Running notes from the LIFT07 conference in Geneva.
Jaewoong Lee is the founder of Daum
in Korea, one of Asia's largest Internet platforms. He talks about the
human brain as a metaphor, where neurons work individually but also
collectively. "This was my vision for building systems that allow
people to work together and create meaningful things". Then he talks
about the history of media: from one-to-one to mass communication to
"mass to mass", and now Google: "is there something after Google?" His
answer is yes. When he first typed LIFT into Google, out came as first
result the site of the London International Festival Theatre
(the ranking has changed in the meantime). So "providing information
based on keywords may not be enough"; there is too much of it, time is
limited, quality still needs to be verified. For Jaewoong, user-generated content and collaborative content-filtering is a possible "post-Google": more users means more content means more qualified content means the opening up of lots of niche content (Long Tail).
Which creates a new problem: most user-generated content is not consumed, it becomes like a social debris.

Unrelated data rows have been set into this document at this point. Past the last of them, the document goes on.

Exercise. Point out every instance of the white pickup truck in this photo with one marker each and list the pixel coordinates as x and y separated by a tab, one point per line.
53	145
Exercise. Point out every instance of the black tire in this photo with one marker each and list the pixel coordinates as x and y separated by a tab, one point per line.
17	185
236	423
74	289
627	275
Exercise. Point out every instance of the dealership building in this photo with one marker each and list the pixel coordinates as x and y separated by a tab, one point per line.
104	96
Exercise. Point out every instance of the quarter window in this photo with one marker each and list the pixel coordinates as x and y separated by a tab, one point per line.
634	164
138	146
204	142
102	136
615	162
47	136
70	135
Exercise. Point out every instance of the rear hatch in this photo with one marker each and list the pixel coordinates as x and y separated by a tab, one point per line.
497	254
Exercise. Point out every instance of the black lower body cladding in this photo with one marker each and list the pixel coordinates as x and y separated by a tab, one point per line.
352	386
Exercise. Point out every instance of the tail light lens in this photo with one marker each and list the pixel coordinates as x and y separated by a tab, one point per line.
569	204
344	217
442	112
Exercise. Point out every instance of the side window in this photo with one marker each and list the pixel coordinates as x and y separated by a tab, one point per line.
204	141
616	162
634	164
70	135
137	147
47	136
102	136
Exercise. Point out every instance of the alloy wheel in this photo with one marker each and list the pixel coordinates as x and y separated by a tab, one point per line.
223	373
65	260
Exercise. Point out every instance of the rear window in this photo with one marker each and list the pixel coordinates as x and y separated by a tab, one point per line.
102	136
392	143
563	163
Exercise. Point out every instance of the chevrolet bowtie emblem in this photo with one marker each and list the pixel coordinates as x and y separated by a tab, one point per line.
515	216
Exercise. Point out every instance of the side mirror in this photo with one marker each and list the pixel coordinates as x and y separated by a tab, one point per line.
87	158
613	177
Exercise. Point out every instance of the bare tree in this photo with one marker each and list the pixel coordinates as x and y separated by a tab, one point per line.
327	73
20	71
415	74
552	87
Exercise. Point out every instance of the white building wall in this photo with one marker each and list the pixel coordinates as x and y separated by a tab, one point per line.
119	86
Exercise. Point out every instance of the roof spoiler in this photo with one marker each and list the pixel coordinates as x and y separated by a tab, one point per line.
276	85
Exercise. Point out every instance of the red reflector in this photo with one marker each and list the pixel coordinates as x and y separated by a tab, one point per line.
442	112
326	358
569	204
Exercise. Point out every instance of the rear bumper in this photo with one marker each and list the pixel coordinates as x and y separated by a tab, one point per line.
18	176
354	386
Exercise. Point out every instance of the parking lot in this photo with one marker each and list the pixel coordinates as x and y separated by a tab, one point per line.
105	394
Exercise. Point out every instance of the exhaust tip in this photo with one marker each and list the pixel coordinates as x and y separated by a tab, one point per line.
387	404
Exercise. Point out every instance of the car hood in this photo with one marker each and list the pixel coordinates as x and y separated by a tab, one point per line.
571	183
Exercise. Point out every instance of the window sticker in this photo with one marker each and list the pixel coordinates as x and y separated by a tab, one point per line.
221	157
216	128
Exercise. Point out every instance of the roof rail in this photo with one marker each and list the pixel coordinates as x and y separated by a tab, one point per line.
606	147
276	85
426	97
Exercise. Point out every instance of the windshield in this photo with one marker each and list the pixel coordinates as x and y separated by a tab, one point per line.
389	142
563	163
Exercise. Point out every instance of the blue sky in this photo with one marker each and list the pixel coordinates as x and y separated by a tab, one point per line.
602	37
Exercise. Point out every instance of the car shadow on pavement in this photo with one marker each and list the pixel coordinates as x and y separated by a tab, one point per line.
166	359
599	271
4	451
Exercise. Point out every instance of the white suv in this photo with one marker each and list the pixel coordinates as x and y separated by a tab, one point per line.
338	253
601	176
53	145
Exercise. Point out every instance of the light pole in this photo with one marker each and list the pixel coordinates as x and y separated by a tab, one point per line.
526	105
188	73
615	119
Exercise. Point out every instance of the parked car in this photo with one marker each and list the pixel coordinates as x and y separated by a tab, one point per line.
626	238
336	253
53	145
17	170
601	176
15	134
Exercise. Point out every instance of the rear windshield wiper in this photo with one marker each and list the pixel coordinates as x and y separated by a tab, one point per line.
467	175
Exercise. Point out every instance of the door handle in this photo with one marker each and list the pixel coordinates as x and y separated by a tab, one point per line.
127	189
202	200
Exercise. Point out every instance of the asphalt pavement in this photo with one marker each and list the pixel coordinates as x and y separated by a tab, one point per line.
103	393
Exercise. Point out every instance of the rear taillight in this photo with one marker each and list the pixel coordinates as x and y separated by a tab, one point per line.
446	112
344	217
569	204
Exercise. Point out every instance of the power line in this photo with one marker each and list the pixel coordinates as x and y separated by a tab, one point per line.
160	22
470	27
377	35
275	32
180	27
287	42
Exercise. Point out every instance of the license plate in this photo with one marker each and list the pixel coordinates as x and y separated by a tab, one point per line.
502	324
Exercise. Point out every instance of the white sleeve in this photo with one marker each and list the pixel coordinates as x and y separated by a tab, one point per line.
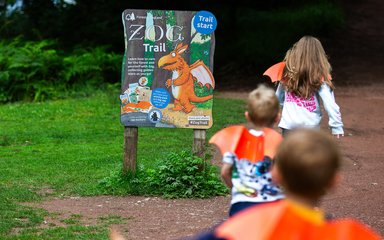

So we maybe need to have some function that acts as a layer between
users. Some kind of content aggregators that can filter content;
"community gardeners" taking care of the community; ways to better
filter information; mass participation and collaborative filtering.
Despite the general perception, not everybody can Google in a
smart/effective way. Not everyone can write a Wikipedia entry, or
create a YouTube video. There is a divide in creation and information retrieval.
We have to figure out the services and functionalities, the layers that
are simple and functional and can help groups to create and retrieve --
a sort of "meta web2.0 services". "This will be the true mass market".